As an exercise to improve my skills in PyMC (Python's Markov chain Monte Carlo library), I am trying to implement Latent Dirichlet Allocation as described here: https://en.wikipedia.org/wiki/Latent_Dirichlet_allocation.
The model can be compactly described as
$$\boldsymbol\phi_{k=1 \dots K} \sim \operatorname{Dirichlet}_V(\boldsymbol\beta)\\ \boldsymbol\theta_{d=1 \dots M} \sim \operatorname{Dirichlet}_K(\boldsymbol\alpha)\\ z_{d=1 \dots M,w=1 \dots N_d} \sim \operatorname{Categorical}_K(\boldsymbol\theta_d) \\ w_{d=1 \dots M,w=1 \dots N_d} \sim \operatorname{Categorical}_V(\boldsymbol\phi_{z_{dw}}) $$
I came up with the following toy code:
import numpy as np
import pymc as pm
K = 2 # number of topics
V = 4 # number of words
D = 3 # number of documents
data = np.array([[1, 1, 1, 1], [1, 1, 1, 1], [0, 0, 0, 0]])
alpha = np.ones(K)
beta = np.ones(V+1)
theta = pm.Container([pm.Dirichlet("theta_%s" % i, theta=alpha) for i in range(D)])
phi = pm.Container([pm.Dirichlet("phi_%s" % k, theta=beta) for k in range(K)])

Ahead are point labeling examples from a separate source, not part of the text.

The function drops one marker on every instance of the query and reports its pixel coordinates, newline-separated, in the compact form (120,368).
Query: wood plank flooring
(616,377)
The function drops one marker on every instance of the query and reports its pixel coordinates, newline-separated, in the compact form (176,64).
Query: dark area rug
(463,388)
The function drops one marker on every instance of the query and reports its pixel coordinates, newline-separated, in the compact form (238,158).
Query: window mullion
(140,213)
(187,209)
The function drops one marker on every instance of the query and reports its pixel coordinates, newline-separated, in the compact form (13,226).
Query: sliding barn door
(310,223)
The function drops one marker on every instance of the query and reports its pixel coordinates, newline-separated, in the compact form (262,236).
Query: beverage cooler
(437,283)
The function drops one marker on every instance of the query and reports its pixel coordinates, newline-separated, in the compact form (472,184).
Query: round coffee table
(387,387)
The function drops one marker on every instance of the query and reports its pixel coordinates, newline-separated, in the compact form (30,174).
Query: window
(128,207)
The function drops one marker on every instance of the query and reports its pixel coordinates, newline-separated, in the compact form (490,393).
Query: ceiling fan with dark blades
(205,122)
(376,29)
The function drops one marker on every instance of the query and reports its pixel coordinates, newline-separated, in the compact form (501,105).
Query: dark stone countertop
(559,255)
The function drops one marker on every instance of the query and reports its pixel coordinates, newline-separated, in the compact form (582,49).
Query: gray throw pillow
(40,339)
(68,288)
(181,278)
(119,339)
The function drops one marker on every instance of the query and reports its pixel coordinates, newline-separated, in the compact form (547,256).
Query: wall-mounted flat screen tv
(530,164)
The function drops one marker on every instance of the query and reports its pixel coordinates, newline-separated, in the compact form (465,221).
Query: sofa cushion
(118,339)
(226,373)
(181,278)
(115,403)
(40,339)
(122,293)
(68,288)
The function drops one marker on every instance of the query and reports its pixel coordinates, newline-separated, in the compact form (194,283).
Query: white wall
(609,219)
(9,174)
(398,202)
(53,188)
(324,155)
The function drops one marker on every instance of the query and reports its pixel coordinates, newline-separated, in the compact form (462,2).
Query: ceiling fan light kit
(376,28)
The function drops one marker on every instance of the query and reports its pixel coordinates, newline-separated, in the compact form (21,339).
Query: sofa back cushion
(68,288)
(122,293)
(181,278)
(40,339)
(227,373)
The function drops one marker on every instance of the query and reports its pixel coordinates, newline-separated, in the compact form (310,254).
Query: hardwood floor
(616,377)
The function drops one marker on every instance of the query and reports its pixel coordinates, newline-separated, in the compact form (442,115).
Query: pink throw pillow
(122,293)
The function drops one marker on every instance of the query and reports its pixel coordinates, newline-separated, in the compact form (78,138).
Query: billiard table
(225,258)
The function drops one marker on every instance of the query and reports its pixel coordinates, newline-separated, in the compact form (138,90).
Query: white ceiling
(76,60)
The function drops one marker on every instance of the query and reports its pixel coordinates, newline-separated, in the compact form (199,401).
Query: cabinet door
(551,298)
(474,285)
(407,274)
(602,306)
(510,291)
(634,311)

Wd = [len(doc) for doc in data]
z = pm.Container([pm.Categorical('z_%i' % d,
p = theta[d],
size=Wd[d],
value=np.random.randint(K, size=Wd[d]),
verbose=1)
for d in range(D)])
w = pm.Container([pm.Categorical("w_%i" % d,
p = pm.Lambda('phi_z_%i' % d, lambda z=z, phi=phi: [phi[z[d][i]] for i in range(Wd[d])]),
value=data[d],
observed=True,
verbose=1)
for d in range(D)])
model = pm.Model([theta, phi, z, w])
mcmc = pm.MCMC(model)
mcmc.sample(100, burn=10)
The tricky part is within $w_{d=1 \dots M,w=1 \dots N_d} \sim \operatorname{Categorical}_V(\boldsymbol\phi_{z_{dw}})$. Given the output of the sampling, I must be doing something wrong, because the model does not converge and I get many warnings about the probabilities in categorical_like that do not sum to one.
Is there a PyMC expert around who can shed some light on this all?